Moffatt unveiled a model listing six phases in the life of a Gaelic footballer – fun for five- to nine-year-olds; ‘learning to train’ for 9-12 year-olds; ‘training to train’ for 12-16 year-olds; ‘training to compete’ for 16-18 year-olds, training to win for those aged 18+, and finally retirement and retention within the GAA.
He sketched out the appropriate training methods for each age-group.
“What we’re looking at doing this year is a standardised warm-up at under-14, focusing on how to move well, how to control your body weight, how to be stable ... [If] you’re soloing on your right foot [and] you get a belt from the left, can you stay on your feet?” he said.
Under-16 level will see the standardisation of warm-ups and the introduction of resistance training – ‘which does not mean weights,’ Moffatt emphasised.

HE explained that in the summer, the under-16 coaches will be upskilled and under-16 squads screened, and called on coaches of teenagers to be conscious of players’ growth spurts.
“If you have little Johnny on your team and he’s 5’2” today, and you look around, and by the time the second half has started he’s 6’1”, well then you need to know that his body’s going to take a while to catch up. And he will come good. But just give him a bit of a break at that time. [If] he’s picking that ball up and falling over all of a sudden, give him a helping hand.”
Next winter will see the screening of the Mayo minor squad, where the emphasis will be on movement preparation, progress in resistance training, and the monitoring of training load. Minor is, Moffatt said, ‘a very vulnerable age-group’, as players are ‘eligible for multiple teams’ – county, club, school, under-21, senior.
He praised the efforts of Mayo minor manager Enda Gilvarry and trainer James Mitchell in implementing a ‘monitoring system’ and a ‘flexibility programme’, and said those behind the player welfare initiative have been ‘working very closely’ with minor team physio David Lowther and team doctor James Harrison.
Dr SeΡn Moffatt pointed to the Sport Institute of Northern Ireland, which found that ‘really good players’ in that age-group ‘were having a lot of chronic injuries’, and suggested that players aged 15-21 have ‘no more than four’ sessions a week (training or matches), supplemented by one flexibility or weight session.
“It’s not rocket science,” Dr Moffatt added. “A lot of the injuries we’re seeing, the overuse injuries, is [because] players are probably playing too much and not getting adequate recovery; and a lot of players in that group are [still] growing, [so] their skeletal system is immature ... it’s one of the key areas we’re gonna focus on.”
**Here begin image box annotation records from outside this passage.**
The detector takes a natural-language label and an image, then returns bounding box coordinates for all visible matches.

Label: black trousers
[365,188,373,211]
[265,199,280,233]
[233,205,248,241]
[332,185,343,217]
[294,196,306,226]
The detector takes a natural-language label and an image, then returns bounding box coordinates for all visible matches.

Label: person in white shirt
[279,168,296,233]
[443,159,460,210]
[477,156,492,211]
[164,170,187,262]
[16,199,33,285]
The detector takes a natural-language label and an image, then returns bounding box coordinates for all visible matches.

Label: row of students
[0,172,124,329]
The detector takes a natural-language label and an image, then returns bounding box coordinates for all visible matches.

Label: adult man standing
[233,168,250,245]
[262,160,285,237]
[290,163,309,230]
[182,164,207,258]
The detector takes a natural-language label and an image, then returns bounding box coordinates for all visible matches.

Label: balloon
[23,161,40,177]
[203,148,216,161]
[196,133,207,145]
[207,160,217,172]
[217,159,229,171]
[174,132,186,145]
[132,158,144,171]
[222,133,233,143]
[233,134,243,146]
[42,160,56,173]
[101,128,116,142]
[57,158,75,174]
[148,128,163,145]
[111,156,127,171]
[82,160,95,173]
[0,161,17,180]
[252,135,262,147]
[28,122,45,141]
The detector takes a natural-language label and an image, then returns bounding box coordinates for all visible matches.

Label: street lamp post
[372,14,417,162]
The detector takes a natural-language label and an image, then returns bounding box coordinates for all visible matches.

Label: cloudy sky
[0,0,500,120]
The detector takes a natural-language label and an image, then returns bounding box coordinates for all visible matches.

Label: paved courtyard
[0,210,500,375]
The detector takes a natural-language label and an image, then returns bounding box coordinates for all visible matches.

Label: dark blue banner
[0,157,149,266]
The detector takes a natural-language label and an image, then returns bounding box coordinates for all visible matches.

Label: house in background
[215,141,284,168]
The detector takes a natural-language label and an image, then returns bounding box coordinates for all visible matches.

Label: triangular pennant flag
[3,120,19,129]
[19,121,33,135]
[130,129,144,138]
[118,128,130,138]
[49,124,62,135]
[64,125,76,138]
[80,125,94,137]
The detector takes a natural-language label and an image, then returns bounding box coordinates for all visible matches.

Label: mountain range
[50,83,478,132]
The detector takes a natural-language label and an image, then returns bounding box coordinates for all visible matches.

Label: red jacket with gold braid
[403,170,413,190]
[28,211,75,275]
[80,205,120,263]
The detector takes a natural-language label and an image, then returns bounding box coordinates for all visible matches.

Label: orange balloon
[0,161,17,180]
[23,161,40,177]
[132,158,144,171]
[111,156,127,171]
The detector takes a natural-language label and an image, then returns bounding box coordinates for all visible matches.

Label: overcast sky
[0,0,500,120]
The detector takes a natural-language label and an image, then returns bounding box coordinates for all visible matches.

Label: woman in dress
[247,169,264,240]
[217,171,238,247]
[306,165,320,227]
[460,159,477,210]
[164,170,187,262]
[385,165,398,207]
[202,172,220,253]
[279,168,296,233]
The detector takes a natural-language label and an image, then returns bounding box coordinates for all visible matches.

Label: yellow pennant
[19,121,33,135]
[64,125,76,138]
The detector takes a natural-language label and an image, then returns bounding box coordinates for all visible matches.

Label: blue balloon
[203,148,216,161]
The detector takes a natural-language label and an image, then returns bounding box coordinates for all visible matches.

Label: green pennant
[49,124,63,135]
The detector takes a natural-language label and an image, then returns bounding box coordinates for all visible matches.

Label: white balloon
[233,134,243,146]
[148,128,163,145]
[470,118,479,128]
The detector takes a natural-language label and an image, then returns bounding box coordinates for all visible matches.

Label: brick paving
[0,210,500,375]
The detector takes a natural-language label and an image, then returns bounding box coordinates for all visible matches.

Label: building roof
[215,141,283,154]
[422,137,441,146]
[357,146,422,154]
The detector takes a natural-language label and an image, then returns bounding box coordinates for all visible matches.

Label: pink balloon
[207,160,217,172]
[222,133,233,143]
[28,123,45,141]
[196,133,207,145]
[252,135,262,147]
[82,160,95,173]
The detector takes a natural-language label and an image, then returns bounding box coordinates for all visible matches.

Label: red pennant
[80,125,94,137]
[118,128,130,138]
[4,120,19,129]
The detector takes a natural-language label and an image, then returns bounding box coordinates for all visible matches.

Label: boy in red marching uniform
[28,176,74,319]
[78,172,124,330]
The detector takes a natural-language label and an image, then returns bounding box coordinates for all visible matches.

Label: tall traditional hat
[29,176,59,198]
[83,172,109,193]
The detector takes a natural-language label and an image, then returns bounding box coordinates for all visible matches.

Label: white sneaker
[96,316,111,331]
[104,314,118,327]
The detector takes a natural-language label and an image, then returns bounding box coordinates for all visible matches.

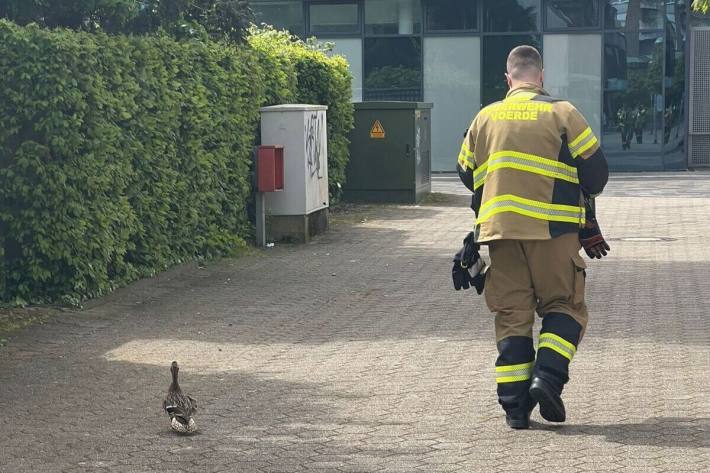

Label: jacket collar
[505,82,550,98]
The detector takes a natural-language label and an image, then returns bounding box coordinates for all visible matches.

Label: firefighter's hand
[451,232,481,291]
[579,218,611,259]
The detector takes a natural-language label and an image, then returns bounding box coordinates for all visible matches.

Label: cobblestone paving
[0,175,710,473]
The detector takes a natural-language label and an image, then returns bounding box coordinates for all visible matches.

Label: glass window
[604,0,666,31]
[483,0,540,32]
[481,35,542,106]
[543,34,602,136]
[365,0,422,34]
[426,0,478,31]
[663,23,687,170]
[309,3,360,34]
[424,37,482,171]
[364,37,422,101]
[602,32,664,170]
[251,0,305,35]
[318,37,362,102]
[545,0,599,29]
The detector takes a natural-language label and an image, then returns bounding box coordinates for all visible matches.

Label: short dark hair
[506,45,542,79]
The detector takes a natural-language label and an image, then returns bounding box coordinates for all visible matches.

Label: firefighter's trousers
[485,233,588,412]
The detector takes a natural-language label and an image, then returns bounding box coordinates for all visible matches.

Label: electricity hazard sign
[370,120,385,140]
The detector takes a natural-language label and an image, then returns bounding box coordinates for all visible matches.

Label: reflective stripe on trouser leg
[534,313,582,390]
[496,336,535,412]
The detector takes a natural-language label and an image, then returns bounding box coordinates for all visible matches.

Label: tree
[693,0,710,13]
[0,0,140,33]
[0,0,253,41]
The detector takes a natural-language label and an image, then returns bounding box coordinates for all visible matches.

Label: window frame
[422,0,483,36]
[303,0,365,38]
[478,0,544,36]
[541,0,606,34]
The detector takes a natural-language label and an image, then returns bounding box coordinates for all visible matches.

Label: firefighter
[452,46,609,429]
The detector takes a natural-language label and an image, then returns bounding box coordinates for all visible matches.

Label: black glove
[451,232,488,294]
[579,197,611,259]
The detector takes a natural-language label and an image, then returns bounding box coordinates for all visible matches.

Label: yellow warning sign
[370,120,385,140]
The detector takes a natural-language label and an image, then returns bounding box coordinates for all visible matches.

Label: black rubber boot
[530,376,567,422]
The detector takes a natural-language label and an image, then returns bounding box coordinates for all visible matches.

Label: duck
[163,361,197,434]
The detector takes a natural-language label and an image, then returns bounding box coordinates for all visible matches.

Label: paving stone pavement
[0,173,710,473]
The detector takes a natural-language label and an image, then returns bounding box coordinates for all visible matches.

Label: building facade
[251,0,710,172]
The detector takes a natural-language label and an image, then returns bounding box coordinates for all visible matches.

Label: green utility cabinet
[343,102,433,203]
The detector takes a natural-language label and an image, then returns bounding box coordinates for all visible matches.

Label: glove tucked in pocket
[451,232,488,294]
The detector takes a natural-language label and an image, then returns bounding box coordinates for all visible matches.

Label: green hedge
[0,21,352,303]
[248,28,354,197]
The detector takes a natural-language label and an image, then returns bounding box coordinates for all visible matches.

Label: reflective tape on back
[568,127,598,158]
[487,151,579,184]
[476,194,585,224]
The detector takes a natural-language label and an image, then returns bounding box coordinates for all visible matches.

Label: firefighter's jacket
[457,84,609,243]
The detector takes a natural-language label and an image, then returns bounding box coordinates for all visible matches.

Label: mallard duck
[163,361,197,434]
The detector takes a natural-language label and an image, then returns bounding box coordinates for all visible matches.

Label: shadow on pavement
[533,417,710,448]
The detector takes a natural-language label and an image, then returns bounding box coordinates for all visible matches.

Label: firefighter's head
[505,46,544,88]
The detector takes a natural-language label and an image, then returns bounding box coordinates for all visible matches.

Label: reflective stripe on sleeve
[537,332,577,361]
[496,361,534,384]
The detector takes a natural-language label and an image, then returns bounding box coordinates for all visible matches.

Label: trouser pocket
[572,255,587,305]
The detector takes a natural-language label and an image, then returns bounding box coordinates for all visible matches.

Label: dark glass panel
[251,0,305,35]
[604,0,665,31]
[603,32,664,170]
[309,3,360,34]
[545,0,599,29]
[481,35,542,107]
[363,37,422,101]
[483,0,540,32]
[426,0,478,31]
[365,0,422,35]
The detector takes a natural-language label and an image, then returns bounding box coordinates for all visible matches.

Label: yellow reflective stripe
[537,332,577,361]
[576,136,597,156]
[496,361,535,373]
[461,141,473,158]
[473,161,488,190]
[569,126,592,148]
[503,92,537,102]
[496,374,530,384]
[476,194,585,224]
[458,141,476,171]
[487,151,579,184]
[496,361,534,384]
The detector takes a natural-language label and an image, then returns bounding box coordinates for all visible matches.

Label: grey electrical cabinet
[343,102,433,203]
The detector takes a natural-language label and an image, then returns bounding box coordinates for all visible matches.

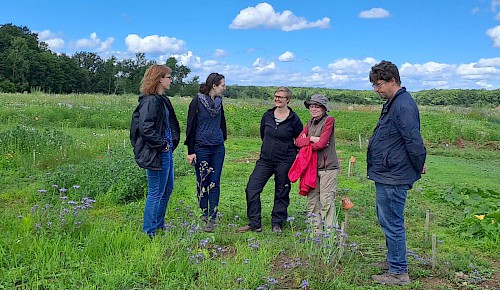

Liam Moffatt added that autumn would involve a workshop at secondary-school level and the screening of the under-21 squad. ‘Programme design’ is a feature of the initiative at under-21 level, and players will, he said, be empowered to ask for aspects of their programme to be changed if it doesn’t work for them. ‘Load management’ is also important.
“No more than under-18, under-21 is vulnerable,” he concluded. “You’ve got colleges, clubs, counties all colliding at the one time, and we’ve just got to be aware of that.”
A review involving medical staff and coaches is planned for the pre-Christmas period to assess the first year of the player welfare initiative.
“The recommendations from this will hopefully form part of strategy going forward,” said Moffatt, “where the medics will learn to work hand in hand with the coaches, and vice-versa.”
County Board vice-chairman Seamus Tuohy said Mayo was ‘very lucky’ to have two men of the calibre of the Moffatts ‘driving this whole agenda forward’.
“What we want to see … is best practice in the whole area of coaching and training. We want education of our young players, and ... early ... detection of injury. We want to keep lads injury-free, educate them and do whatever interventions are required.”